In her new book, Levine argues that all too often parents’ methods to promote their children’s academic success—from securing admissions to the best schools to hiring tutors and arranging enrichment activities—may be hindering, not helping, their kids. In fact, she questions whether parental motivations are as much about their children’s needs and talents as they are about the parents’ own egos and desires. Further, she goes on to challenge parents’ often well-intentioned level of involvement in every detail of their offspring’s lives.
One of the best things parents can do for their kids, Levine suggests, is to try to model an independent life for their child, in which their happiness is not dependent on their kids’ successes or failures. Another key to effective parenting is to learn to tolerate the pain you feel when your kids make mistakes: “It’s never easy to see your kids struggle with something, but constant intervention is just handicapping kids in a really significant way.”
According to Levine, bringing your daughter her school schedule or paying for the neighbor’s window that your son accidentally broke with a baseball deprives kids of “successful failures.”
“Successful failures are mandatory, if you’re going to hit the ground running and bang into an ethical or other challenge and then pick yourself up again,” Levine says with regard to cultivating perseverant children. But because of the preoccupation with grades, kids are not developing coping skills and, as a result, often have a lot of trouble in the real world.

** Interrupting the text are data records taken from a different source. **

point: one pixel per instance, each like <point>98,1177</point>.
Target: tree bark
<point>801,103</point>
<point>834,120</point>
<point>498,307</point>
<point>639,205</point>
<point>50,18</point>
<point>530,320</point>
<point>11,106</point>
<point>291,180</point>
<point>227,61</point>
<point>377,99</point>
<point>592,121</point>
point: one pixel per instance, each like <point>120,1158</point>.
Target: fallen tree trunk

Levine actually encourages parents to stay away from the topic of grades when it comes to communicating with their kids, affirm effort over performance, and ask children not what mark they received but whether or not they learned something new. “The best way to make sure your kid is an intrinsic instead of extrinsic learner is to make sure that they own the process of learning,” she says. “And the way you do that is to not make it about performance, but about the process itself.”
Essentially, Levine wants parents to see their children clearly for their unique strengths and skills and to prioritize values and coping skills necessary for a bright future. “Nobody has a clue what the world our kids are going to inherit is going to look like, in terms of jobs or necessary skills. If we don’t know what our kids are going to need—being creative, being able to work with other people, having good coping skills, knowing how to recover from mistakes—those are the kinds of things that my training tells me are most useful in an unknown or uncertain scenario,” Levine says.
As she sees it, what our kids need most is our support and encouragement in areas of life such as social skills, effective communication, cultural awareness, and the time and means to figure out who they are.
“My own experience taught me that life will throw you curveballs anyway,” Levine advises, “so it’s a better use of time to cultivate kids’ coping skills than that last one-tenth of a percentage on their GPA.”